NEW DELHI: Sector tribunal TDSAT has reprimanded Sun TV for not implementing its interim order and asked it to forthwith give signals of all its channels to TataSky on an a la carte basis, while the latter was given freedom to pay Sun on actual subscription as seen from SMS records.
The tribunal was yesterday hearing an appeal on its interim order issued earlier, and held that the consistent stand of TDSAT had been that interim orders must be complied with before any subsequent application for review was filed, and Sun had not done that.
In its significant pronouncement on 19 March that could have far-reaching implications for the broadcasting industry, the Telecom Disputes Settlement Appellate Tribunal had passed the interim order asking Sun TV to stream its signals on an a la carte basis to TataSky, at 50 per cent of the cable charges.
However, Sun yesterday sought a review of the order trying to ride on a new angle, saying that if it had to give signals of all its channels to TataSky, it would violate its IPR agreement with many outside content providers who created programmes for it.
Sun argued that it has agreements with producers of programmes who are not its own in-house content makers, which are shown on some of its channels. The agreement between these outside producers and Sun TV is that their programmes could be shown on cable and satellite TV only, Sun's senior counsel said.

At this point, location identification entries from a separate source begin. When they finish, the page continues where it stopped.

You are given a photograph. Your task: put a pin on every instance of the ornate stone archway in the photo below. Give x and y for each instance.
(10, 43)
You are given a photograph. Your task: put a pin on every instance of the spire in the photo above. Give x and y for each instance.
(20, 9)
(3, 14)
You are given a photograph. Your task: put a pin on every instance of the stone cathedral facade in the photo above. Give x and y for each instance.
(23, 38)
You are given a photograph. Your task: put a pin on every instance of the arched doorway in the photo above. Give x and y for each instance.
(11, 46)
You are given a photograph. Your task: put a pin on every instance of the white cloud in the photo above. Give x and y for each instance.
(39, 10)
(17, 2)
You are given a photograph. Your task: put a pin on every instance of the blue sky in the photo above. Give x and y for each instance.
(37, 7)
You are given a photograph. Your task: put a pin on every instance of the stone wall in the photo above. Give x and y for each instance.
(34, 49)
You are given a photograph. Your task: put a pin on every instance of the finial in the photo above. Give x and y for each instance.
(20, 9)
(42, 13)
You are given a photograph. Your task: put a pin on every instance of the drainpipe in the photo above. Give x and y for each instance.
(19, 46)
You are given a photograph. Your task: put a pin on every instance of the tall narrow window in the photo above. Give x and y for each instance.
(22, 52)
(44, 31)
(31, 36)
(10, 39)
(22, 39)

Thus, if these channels were shown on DTH (TataSky), it would contravene the agreements mentioned above, he averred.
Sun also wanted the tribunal to issue an order that TataSky ought to pay Sun for its entire subscription base, not on a la carte basis, that, is not for those subscribers alone who chose to watch Sun channels on the DTH platform.
TDSAT said that this was not acceptable to them, and asked Sun to give signals of all its channels to TataSky, but the latter would pay Sun on the tribunal stipulated 50 per cent of cable charges, but only for those number of subscribers who are actually watching Sun channels on TataSky.

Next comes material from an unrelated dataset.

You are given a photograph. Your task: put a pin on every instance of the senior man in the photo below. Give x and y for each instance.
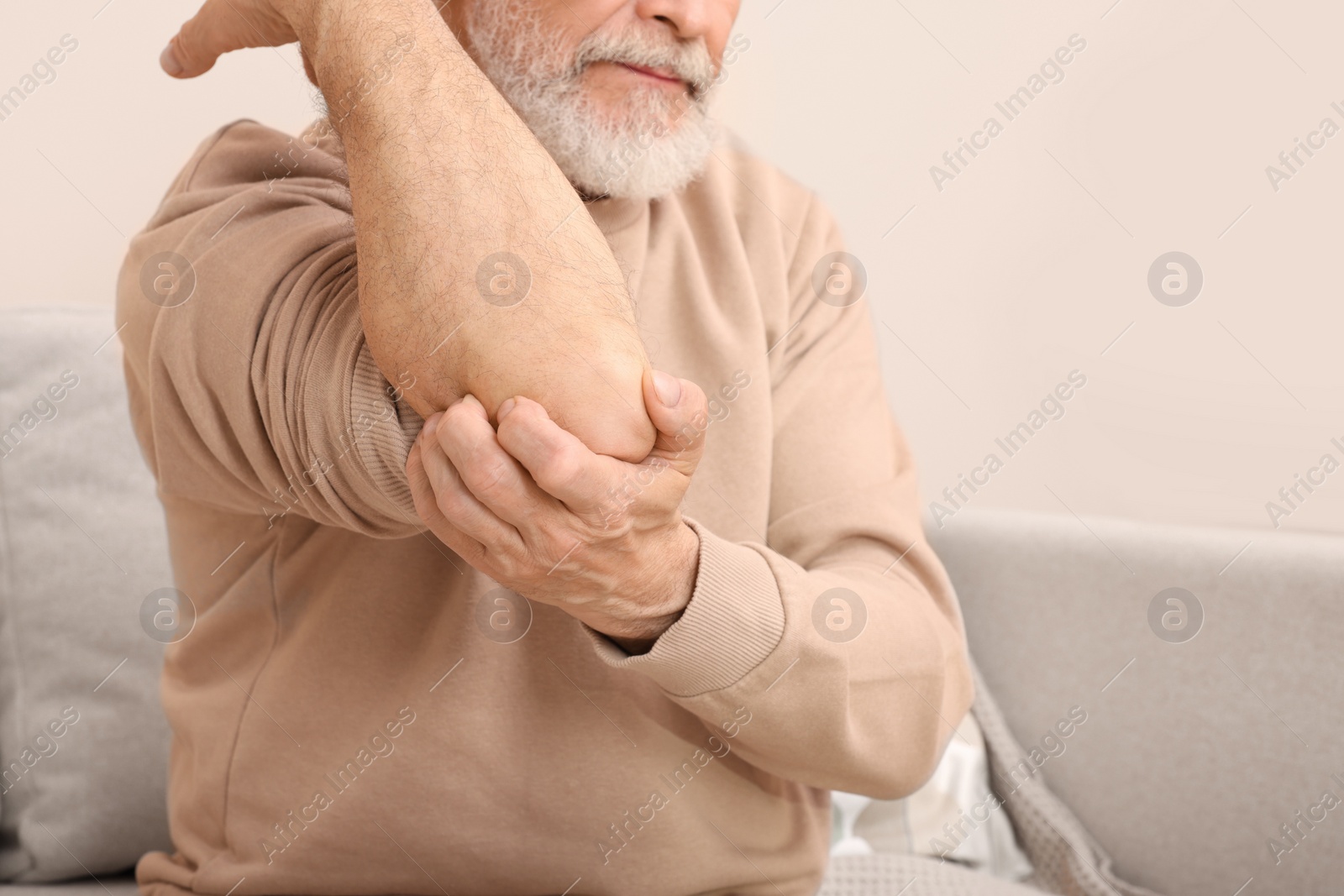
(445, 627)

At a point in time during the arguments, the tribunal said that all along it has been insisting on consumer interest, addressability, level playing fields for every player, transparency, etc., but if TataSky is asked to pay for its entire subscriber base, all that would go out the window.
The tribunal had held: "On merits, the main controversy revolves around the fact that the respondent wants to give all its 20 channels as a package and on a price quoted by it, whereas the petitioners' case is that the respondent has not made all its channels as part of a package or a bouquet.

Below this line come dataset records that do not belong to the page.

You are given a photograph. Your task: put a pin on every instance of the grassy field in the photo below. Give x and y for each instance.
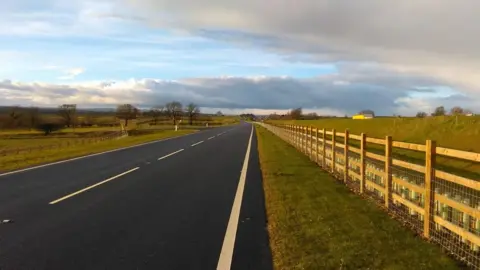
(447, 131)
(12, 162)
(316, 223)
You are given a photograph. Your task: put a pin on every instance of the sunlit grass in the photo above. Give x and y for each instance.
(316, 223)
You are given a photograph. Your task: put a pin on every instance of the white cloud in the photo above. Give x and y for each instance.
(72, 73)
(433, 38)
(367, 88)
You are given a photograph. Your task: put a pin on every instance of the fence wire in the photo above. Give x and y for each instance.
(456, 208)
(353, 167)
(455, 204)
(374, 173)
(404, 183)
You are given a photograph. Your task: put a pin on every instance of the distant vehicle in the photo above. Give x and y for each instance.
(365, 114)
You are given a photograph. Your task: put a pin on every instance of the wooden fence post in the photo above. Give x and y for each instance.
(290, 138)
(316, 146)
(311, 143)
(324, 150)
(295, 136)
(363, 146)
(430, 158)
(345, 154)
(333, 149)
(388, 170)
(305, 132)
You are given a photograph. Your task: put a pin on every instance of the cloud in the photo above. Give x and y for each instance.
(72, 73)
(432, 38)
(370, 87)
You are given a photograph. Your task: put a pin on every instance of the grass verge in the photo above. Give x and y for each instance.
(316, 223)
(13, 162)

"They are being offered on a-la-carte basis and therefore, the petitioner is entitled to take whatever channels it wants to take on the price quoted by respondent as part of a-la-carte rates reduced by 50 per cent."
Meanwhile, TataSky's DTH rival Dish TV, which plans to take Sun TV on its DTH platform, already has an agreement in place with Sun, but it will implement that after a joint marketing campaign with Sun TV is worked out, sources told indiantelevision.com.